Outras duas iniciativas no mercado editorial de quadrinhos na década de
1960 merecem atenção. A primeira delas foi a inauguração, em fevereiro (ou julho?)
de 1962, da Cooperativa Editora de Trabalhos de Porto Alegre (CETPA). Planejada
desde 1961 por José Geraldo (1924-?), que era presidente da Associação Brasileira
de Desenhistas (ABD), contou com apoio direto de Leonel Brizola (1922-2004). A
CETPA pretendia implantar no Brasil um modelo de distribuição de HQs e outros
formatos a ela ligados na época – como álbuns de figurinhas e revistas infantis
– para todo o Brasil, nos moldes dos syndicates estadunidenses.
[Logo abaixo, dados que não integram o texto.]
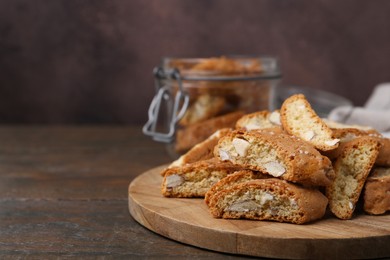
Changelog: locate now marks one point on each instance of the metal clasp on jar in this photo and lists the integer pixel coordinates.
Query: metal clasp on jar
(165, 95)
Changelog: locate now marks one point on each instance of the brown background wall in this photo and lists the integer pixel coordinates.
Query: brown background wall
(91, 61)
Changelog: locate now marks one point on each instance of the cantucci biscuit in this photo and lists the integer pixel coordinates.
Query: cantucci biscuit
(259, 120)
(269, 199)
(233, 179)
(189, 136)
(347, 134)
(377, 192)
(299, 119)
(274, 152)
(195, 179)
(352, 168)
(202, 151)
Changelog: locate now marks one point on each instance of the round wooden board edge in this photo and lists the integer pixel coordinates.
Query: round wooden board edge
(333, 248)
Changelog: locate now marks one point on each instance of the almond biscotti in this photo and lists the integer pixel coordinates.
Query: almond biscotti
(274, 152)
(195, 179)
(269, 199)
(352, 168)
(233, 179)
(259, 120)
(202, 151)
(377, 192)
(347, 134)
(299, 119)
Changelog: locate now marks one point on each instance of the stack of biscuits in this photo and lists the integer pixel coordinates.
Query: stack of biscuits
(287, 165)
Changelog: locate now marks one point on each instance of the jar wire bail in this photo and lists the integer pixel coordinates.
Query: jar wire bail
(163, 94)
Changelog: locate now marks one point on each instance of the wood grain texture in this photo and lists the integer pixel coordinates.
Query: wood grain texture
(188, 221)
(63, 194)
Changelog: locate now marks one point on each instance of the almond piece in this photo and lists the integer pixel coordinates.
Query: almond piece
(275, 168)
(309, 135)
(332, 142)
(274, 118)
(241, 146)
(174, 180)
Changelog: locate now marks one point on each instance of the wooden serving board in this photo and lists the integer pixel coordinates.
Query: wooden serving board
(188, 221)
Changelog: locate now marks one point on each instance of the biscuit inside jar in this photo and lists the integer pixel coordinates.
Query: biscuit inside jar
(218, 88)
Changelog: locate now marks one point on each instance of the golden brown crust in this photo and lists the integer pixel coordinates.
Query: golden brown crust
(195, 179)
(276, 153)
(201, 151)
(352, 168)
(299, 119)
(232, 179)
(189, 136)
(383, 158)
(259, 120)
(347, 134)
(269, 199)
(377, 192)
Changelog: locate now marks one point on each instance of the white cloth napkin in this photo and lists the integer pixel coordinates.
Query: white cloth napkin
(375, 113)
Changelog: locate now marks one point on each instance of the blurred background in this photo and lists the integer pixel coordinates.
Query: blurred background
(87, 62)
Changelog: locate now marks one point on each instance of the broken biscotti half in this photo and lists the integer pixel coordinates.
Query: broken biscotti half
(299, 119)
(377, 192)
(352, 168)
(274, 152)
(269, 199)
(202, 151)
(195, 179)
(259, 120)
(347, 134)
(233, 179)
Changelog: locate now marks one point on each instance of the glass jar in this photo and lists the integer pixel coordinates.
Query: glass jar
(197, 96)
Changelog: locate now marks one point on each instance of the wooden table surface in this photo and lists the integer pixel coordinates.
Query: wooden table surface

A
segunda iniciativa veio em 1963, quando o presidente João Goulart (1918-1976) apresentou
polêmico projeto de lei (Decreto nº 52.497, de 23 de setembro) estipulando
aumento anual das publicações de HQs e tirinhas de jornal de autores
brasileiros. As grandes editoras brasileiras não foram censuradas, mas se
sentiram lesadas por terem sido excluídas deste debate e entraram com ação
judicial contra esta lei. Com o golpe de 1964, a lei não resistiu às mudanças
políticas e nunca foi aplicada como fora prevista (JÚNIOR, 2004, p. 363-371). Retomando.
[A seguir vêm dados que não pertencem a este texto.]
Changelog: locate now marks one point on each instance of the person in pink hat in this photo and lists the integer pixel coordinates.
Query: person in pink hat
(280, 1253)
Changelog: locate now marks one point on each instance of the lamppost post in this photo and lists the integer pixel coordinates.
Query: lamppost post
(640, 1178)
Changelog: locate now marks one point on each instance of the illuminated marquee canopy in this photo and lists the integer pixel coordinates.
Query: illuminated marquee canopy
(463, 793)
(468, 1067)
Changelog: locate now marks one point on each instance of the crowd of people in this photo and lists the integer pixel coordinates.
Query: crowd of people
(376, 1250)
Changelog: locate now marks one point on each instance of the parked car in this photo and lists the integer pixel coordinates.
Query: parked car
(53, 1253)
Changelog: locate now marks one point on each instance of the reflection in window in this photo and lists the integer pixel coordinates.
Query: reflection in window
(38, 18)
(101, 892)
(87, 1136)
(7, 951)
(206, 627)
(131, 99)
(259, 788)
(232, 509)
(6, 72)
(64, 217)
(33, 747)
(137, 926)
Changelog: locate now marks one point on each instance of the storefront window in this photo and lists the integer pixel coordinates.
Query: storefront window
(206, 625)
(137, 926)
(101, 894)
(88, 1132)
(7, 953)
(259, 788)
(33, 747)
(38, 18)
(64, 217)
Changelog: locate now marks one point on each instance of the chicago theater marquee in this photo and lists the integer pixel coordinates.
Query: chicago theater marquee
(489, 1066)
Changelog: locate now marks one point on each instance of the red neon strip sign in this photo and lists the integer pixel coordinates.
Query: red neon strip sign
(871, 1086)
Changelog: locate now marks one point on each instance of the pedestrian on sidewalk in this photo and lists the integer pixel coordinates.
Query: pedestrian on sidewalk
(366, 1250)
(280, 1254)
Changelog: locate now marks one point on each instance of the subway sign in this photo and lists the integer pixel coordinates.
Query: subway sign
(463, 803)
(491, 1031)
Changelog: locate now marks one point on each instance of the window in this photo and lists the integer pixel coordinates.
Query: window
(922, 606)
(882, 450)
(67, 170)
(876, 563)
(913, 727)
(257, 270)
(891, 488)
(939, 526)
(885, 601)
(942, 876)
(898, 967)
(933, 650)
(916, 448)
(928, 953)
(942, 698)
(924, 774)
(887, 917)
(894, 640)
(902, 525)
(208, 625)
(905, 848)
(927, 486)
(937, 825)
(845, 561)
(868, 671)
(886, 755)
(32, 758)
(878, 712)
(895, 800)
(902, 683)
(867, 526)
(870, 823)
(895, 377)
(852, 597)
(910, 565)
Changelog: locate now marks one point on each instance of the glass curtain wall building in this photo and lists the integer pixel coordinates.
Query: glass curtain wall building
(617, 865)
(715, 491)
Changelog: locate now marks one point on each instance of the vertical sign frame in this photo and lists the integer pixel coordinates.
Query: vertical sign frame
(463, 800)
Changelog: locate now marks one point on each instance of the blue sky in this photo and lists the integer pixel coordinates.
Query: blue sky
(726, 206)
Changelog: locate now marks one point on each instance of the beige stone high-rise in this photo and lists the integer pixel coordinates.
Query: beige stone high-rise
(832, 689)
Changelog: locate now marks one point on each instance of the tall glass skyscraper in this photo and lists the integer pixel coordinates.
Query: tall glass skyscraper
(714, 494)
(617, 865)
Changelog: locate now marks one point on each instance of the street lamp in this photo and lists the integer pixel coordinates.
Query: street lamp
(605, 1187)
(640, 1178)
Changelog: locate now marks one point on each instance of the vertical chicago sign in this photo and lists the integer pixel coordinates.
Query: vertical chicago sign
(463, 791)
Em 1991, 40 anos depois, a história se repetiu com a realização da Bienal
Internacional de Quadrinhos (em 1999 viria a ser o Festival Internacional de
Quadrinhos), superevento que reuniu 400 mil visitantes espalhados em 16 lugares
do Rio de Janeiro, e com a presença destacada (novamente) de artistas
internacionais: Will Eisner (1917-2005), Moebius (Jean Giraud, 1938-2012) e
Sergio Bonelli (1932-2011). Histórias é o que não faltam... (A partir de BARBOSA et al, 2005; BIBE-LUYTEN,
1987; GOIDA, 1990; GOMES, “Uma breve introdução à história das histórias
em quadrinhos no Brasil”, s/d.;
JÚNIOR, 2004; MOYA, 1977, 1993; PATATI, BRAGA, 2006; https://quadrinhos.wordpress.com/tag/reinaldo-de-oliveira/1;
A
revista no Brasil, 20002,3;
https://pt.wikipedia.org/wiki/Bienal_Internacional_de_Quadrinhos)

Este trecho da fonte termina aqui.